When I say "Choose your own gender," it probably brings to mind thoughts about transgender people, other gender benders, and hopefully the Choose Your Own Adventure novels of some of our childhoods. Despite the implied suggestions of the title, this post is not about transgender people specifically. Instead, I want to encourage the application of "Choose your own gender" to people of all genders, with special encouragement to people who have not transitioned among genders and who may not think this statement applies to them.
In dissecting feminist legal theory in class, we have read from viewpoints supporting widely diverse standpoints on the origin of gender roles, gender or gender typed behavior. Some feminists believe gender results from a cumulative experience of one's many intersecting identities, others argue that gender exists only as inequalities in a dominant power structure. Many academics and law makers view gender as inherent from birth or socially inherent from the contexts of the environments in which people are raised.
The relevance of the origin of gender roles is important and necessary to the consciousness raising process of analyzing the intersections of gender and feminism. I would like to use a transgender lens to emphasize how the matter of choice is often undermined because of the overwhelming social and academic focus on origin.
Transgender and other gender non-conforming persons, as living examples that gender is neither a result of birth assignment, body nor of socialization, help bring attention to the implications of choice in gender. Transgender people recognize that some gender role or gender they have been told should fit them, does not actually fit how they feel or personally identify and they exercise choice to change this. For most folks, this is a big life process (a transition). The application of this same kind of intention and choice can be applied to all people however, regardless of gender and to much smaller and more everyday degrees than entire gender transitions.
Cisgender men and women can ask themselves everyday "Am I doing this male-gender-roled behavior because I think I have to" or "Am I just responding this way because that's how I think women should respond?" Each time a person asks them self where a behavior originates from personally, they create the power within themselves to set intention behind that behavior and reclaim it for themselves, or discard it entirely. We all choose what kind of men we are, what kind of women we are or what kind of transperson we are, and so on. Those choices affect the social fabric around us. For example, if I choose to be the kind of man who does not stand up against sexism amongst my male peers, then that continues to perpetuate the social cycles of misogyny around me.
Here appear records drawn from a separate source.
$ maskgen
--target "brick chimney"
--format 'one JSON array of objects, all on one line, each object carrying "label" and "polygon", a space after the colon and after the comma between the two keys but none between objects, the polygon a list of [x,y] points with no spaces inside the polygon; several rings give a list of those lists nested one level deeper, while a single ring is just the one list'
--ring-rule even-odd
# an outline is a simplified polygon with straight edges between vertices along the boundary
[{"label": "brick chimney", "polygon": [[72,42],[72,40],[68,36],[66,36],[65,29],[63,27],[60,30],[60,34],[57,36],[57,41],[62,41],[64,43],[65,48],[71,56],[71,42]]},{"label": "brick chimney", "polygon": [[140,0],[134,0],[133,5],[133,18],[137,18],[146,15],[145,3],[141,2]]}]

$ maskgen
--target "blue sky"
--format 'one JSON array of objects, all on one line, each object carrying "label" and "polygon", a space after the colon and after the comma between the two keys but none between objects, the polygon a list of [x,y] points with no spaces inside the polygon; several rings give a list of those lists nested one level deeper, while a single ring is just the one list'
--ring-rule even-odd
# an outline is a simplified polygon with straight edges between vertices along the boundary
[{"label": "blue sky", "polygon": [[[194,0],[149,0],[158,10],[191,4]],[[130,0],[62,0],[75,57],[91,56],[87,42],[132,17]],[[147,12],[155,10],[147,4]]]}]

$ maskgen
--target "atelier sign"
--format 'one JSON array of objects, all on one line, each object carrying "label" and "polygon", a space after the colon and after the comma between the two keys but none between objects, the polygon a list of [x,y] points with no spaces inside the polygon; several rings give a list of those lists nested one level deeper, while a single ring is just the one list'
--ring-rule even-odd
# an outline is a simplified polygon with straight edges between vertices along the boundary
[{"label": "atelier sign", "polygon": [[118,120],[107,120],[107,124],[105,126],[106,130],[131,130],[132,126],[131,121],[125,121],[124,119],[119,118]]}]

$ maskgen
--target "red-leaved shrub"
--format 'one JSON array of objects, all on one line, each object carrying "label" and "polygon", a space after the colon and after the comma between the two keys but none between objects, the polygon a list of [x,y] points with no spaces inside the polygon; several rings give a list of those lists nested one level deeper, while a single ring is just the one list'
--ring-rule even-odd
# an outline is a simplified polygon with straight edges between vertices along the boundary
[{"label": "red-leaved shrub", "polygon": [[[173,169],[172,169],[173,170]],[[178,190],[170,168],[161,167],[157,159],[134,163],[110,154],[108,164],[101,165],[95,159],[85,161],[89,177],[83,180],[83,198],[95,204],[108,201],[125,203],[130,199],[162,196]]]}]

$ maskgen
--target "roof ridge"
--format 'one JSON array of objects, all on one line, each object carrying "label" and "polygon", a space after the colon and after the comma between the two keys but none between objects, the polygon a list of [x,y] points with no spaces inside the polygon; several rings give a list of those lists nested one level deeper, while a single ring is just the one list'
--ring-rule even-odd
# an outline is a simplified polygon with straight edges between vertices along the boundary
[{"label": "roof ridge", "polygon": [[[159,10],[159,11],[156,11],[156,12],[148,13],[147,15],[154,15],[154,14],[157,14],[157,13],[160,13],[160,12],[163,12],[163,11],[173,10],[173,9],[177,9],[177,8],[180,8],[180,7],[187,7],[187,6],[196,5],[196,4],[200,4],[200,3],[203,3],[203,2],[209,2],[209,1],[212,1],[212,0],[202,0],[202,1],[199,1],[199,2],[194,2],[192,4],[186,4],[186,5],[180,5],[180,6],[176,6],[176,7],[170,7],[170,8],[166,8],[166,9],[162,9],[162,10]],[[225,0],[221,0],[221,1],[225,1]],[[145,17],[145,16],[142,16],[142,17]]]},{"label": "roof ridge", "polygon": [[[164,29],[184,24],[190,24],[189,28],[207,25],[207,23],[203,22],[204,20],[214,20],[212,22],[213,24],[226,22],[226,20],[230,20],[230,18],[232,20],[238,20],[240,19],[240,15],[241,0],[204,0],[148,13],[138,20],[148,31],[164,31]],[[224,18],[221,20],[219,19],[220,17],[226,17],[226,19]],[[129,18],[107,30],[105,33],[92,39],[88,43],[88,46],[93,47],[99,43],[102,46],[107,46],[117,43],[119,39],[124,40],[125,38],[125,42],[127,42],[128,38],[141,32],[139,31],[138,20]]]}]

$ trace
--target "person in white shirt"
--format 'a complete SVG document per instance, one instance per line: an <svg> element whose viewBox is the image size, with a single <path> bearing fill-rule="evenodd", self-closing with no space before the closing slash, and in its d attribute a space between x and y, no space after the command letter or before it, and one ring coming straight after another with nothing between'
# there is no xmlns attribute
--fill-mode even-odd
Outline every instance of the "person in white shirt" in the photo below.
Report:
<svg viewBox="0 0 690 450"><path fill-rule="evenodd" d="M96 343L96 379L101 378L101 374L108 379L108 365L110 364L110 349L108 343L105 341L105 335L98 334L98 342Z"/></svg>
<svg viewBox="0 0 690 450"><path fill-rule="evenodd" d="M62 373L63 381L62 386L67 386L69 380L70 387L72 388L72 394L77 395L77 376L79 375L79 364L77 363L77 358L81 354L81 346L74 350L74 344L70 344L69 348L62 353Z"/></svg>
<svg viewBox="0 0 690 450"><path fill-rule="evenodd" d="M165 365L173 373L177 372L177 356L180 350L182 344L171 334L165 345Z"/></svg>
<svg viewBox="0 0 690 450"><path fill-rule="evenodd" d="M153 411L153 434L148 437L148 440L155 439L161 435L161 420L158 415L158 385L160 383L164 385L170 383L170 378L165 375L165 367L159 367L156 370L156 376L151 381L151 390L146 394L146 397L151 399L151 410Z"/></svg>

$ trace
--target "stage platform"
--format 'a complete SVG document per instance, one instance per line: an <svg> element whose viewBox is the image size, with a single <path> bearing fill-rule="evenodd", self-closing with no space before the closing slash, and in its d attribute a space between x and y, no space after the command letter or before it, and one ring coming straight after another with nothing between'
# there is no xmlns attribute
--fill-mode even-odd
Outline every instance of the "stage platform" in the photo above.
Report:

Exercising active choice around one's gender and how to express it is a subversive act. It is subversive because it takes power and control over an identity away from the dominant social power and returns it to the individual. The more personalized and intentional all our gender narratives become, the more likely it is that our laws will eventually develop towards recognizing such diversity.
Australia is well on its way, becoming the first country to issue a gender neutral birth certificate. This was a huge leap for intersex and transgender communities, as well as all folks who will benefit from less stringent social gender controls. This also speaks to the abilities of the law to evolve alongside the social evolutions of the community it represents.
I hope that as this semester ends, more of my classmates will call themselves feminists and that all of us will approach our genders with little more intention, analyzing and personalization. Despite all the differences among the many kinds of feminism, I think the world needs more feminists of all genders; feminist women (feminist women blog list), feminist men (feminist men's groups), feminist queer and trans folks, and most importantly, feminist children (feminist kids books list).